Book Beat

Get a Job! 10 Steps to Career Success (©2013, Inkwater Press), by Kathleen Brady provides the framework for how to conduct a successful job search. She offers a step-by-step guide that allows you to be self-aware and build on your desires and strengths. It addresses: launching a job search; assessing your abilities, skills, and achievements; creating an effective resume; conducting market research; building a strong, sustainable network; applying for jobs; interview strategies; evaluating and negotiating offers; and conducting a self-appraisal.


Strong branding can create awareness, provide authentic value, motivate members/customers to act, and build long-term member/customer loyalty built on trust. Capture the Mindshare and The Market Share Will Follow (©2013, Palgrave Macmillan), by Libby Gill, guides organizations through the process that allows them to articulate their brand so powerfully that they’ll stand out from the herd of competitors. Through case studies and success stories, the author details how you can enhance and differentiate your brand in a crowded marketplace by mastering seven core methods, which include:

  • Clarify Member Benefits: Focus on your member benefits, not just your products or services. Use clear and compelling language and lead with your members’ best interests, not your pedigree or technical specs.
  • Commit to Your Member: Clarify your commitment to value and for member success. Keep the big picture top-of-mind, but don't forget that each and every touch point has a significant impact on loyalty. Make every contact count. Enhance the value that you deliver every way you possibly can.
  • Collaborate with Your Member: Pass information to the member. Ask members questions, learn about what they need, and pass that information both up and down the pipeline so that others in your organization can help. Share facts, data, solutions, as well as contacts, relationships, and social and even emotional intelligence.
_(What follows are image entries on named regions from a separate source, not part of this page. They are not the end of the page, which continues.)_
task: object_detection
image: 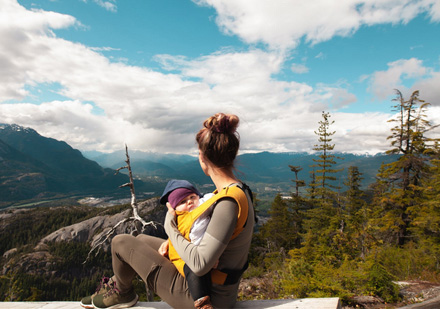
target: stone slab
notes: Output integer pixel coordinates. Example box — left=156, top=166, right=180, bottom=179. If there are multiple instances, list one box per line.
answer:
left=0, top=297, right=341, bottom=309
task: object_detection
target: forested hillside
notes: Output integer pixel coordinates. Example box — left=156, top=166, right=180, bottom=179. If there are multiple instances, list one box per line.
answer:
left=248, top=92, right=440, bottom=306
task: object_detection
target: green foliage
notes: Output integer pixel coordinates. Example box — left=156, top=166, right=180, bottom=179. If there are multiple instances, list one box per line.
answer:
left=367, top=262, right=399, bottom=302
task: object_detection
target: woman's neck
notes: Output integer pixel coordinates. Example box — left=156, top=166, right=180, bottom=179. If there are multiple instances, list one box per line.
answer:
left=209, top=169, right=239, bottom=191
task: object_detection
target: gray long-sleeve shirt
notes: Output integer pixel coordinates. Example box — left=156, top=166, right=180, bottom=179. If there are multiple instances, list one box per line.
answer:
left=165, top=184, right=254, bottom=308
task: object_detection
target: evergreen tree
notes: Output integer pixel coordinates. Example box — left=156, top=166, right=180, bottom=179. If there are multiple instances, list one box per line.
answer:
left=289, top=165, right=308, bottom=248
left=344, top=166, right=372, bottom=259
left=312, top=112, right=342, bottom=199
left=302, top=112, right=346, bottom=264
left=260, top=194, right=296, bottom=252
left=375, top=90, right=435, bottom=246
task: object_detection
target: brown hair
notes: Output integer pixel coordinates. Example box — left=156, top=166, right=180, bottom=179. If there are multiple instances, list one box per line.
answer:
left=196, top=113, right=240, bottom=168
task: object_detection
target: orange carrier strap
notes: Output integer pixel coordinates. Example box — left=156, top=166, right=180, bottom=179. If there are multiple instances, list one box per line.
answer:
left=168, top=184, right=251, bottom=284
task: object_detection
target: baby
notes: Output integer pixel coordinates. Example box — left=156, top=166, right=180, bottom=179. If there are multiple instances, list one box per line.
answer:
left=159, top=179, right=214, bottom=309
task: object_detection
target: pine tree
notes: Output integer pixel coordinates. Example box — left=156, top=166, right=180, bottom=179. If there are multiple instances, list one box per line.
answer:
left=312, top=112, right=342, bottom=199
left=344, top=166, right=372, bottom=259
left=375, top=90, right=435, bottom=246
left=260, top=194, right=296, bottom=252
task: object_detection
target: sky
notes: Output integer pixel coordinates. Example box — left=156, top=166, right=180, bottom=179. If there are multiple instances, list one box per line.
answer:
left=0, top=0, right=440, bottom=154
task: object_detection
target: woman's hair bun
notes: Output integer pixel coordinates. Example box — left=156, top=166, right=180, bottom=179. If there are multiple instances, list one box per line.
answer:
left=204, top=113, right=239, bottom=134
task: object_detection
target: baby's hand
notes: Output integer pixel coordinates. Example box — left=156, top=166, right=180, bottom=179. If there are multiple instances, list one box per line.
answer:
left=157, top=240, right=169, bottom=257
left=166, top=202, right=176, bottom=216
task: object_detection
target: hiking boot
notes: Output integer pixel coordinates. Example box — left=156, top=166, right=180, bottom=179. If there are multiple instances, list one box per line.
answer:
left=194, top=295, right=214, bottom=309
left=92, top=282, right=139, bottom=309
left=80, top=277, right=113, bottom=309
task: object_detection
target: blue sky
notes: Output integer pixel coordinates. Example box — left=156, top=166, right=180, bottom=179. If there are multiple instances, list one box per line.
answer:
left=0, top=0, right=440, bottom=154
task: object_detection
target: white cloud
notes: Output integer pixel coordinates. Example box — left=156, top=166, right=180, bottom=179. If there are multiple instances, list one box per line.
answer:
left=370, top=58, right=429, bottom=99
left=193, top=0, right=440, bottom=50
left=290, top=63, right=309, bottom=74
left=0, top=0, right=437, bottom=153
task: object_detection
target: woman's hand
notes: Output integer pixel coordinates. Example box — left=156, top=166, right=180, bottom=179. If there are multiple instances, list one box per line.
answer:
left=166, top=202, right=176, bottom=217
left=157, top=240, right=169, bottom=257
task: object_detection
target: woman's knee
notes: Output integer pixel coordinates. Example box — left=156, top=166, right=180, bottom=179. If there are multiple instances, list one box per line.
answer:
left=112, top=234, right=135, bottom=251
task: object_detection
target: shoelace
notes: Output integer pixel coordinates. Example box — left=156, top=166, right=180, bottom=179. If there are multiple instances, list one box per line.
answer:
left=104, top=282, right=121, bottom=298
left=95, top=277, right=110, bottom=293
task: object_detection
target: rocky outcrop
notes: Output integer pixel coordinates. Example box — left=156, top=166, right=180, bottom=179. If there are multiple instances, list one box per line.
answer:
left=40, top=198, right=166, bottom=250
left=2, top=198, right=167, bottom=275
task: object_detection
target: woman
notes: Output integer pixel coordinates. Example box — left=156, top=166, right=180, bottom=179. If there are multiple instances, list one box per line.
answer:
left=81, top=113, right=254, bottom=308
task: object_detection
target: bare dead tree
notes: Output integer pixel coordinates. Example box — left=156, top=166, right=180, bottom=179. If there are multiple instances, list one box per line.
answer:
left=83, top=145, right=160, bottom=264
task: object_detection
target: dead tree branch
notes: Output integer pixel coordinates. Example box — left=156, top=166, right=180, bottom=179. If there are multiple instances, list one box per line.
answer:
left=83, top=145, right=160, bottom=264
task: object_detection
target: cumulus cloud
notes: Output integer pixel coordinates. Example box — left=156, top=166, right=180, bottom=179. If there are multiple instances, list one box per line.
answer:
left=193, top=0, right=440, bottom=50
left=365, top=58, right=440, bottom=105
left=290, top=63, right=309, bottom=74
left=0, top=0, right=438, bottom=154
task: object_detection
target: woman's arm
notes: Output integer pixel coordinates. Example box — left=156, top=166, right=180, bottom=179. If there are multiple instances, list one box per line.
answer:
left=165, top=198, right=238, bottom=276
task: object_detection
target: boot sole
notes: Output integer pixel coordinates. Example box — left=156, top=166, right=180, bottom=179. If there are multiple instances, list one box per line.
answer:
left=92, top=294, right=139, bottom=309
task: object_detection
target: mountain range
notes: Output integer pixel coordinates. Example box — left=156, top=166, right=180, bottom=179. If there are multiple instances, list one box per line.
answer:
left=0, top=124, right=396, bottom=208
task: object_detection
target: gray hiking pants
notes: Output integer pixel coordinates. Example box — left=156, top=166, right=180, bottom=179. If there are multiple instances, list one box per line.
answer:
left=111, top=234, right=194, bottom=308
  • Connect with Your Member: Plan, design, and execute communications strategically along every connective touch-point that you can identify. Study your communications interface with each and every prospect or member and identify these touch points specifically, including any websites, request forms, email systems, phone systems, voice mail, and other automated response technology, newsletters, text messages, faxes, in-person meetings, conferences, presentations, white papers, etc. Review and redesign each and every touch point so that your communications content and style packs real value and builds a relationship with your prospect and leads them to want more of what you offer.
  • Compete with Your Competition: Be upfront and recognize, analyze, explain, distinguish and actively outperform your competition. Go beyond the obvious, direct competition— that is, the organizations offering products and services that fill a similar need as yours. Identify and address the less visible, indirect competition. Pay close attention to new technologies, and upstart challengers seeking to pounce on your marketplace, and slip in under the radar of the established players in your area.
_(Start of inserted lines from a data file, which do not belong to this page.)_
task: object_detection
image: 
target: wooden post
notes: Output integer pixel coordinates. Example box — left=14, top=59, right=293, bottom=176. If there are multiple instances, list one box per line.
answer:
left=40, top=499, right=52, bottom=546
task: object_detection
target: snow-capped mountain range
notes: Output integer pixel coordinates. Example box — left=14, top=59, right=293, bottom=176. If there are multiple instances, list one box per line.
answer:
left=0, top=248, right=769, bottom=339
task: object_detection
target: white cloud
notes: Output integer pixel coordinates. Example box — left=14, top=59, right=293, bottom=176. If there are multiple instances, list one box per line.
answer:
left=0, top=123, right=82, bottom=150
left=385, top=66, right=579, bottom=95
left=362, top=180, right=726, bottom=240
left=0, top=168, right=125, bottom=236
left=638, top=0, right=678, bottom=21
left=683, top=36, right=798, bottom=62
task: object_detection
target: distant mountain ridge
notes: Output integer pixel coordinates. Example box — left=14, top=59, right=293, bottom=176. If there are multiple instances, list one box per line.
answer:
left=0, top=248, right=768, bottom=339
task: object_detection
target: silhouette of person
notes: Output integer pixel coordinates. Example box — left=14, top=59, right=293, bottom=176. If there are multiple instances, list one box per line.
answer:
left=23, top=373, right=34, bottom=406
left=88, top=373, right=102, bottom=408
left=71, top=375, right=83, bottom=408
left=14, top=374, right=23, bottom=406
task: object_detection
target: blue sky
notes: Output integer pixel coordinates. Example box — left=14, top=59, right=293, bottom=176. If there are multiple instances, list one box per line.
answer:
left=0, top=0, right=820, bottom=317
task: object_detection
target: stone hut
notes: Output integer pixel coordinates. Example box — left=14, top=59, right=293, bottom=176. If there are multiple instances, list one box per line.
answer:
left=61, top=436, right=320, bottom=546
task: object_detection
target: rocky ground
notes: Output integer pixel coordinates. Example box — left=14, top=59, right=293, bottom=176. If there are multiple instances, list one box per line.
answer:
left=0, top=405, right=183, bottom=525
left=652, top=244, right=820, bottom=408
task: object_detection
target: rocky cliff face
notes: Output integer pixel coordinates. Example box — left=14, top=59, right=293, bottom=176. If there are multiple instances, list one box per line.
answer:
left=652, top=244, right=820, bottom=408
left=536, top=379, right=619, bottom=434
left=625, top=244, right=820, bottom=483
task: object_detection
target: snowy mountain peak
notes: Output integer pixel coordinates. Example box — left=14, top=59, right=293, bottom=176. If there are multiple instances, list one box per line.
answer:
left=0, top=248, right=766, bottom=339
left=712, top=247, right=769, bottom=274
  • Communicate with Confidence and Certainty: Get up, get out of your chair; get moving! The maximum competitive advantage almost always goes to the people who are extroverted, confident, assertive, even aggressive, in the workplace. Practice, practice and practice some more, so that you can readily communicate with confidence, even if you feel outside you comfort zone. Be prepared and come to meetings armed with critical data and information, industry updates, news headlines, and even sports scores so you can participate effectively. Sit in the front, dress appropriately, act as though you are worthy of the attention (without being obnoxious). Take command and stay in control.
  • Contribute to the Community: Get involved in the community and actively support social causes. Encourage and even reward your employers to do more to support charitable activities. Choose one or more charities that complement and fit with your brand. Contribute substantially and meaningfully with money, time, and people. Donate your products, pro-bono services, or other institutional or technological capabilities. Engage your management, staff, and employees actively and frequently and genuinely support the goals and objectives of the charitable organization.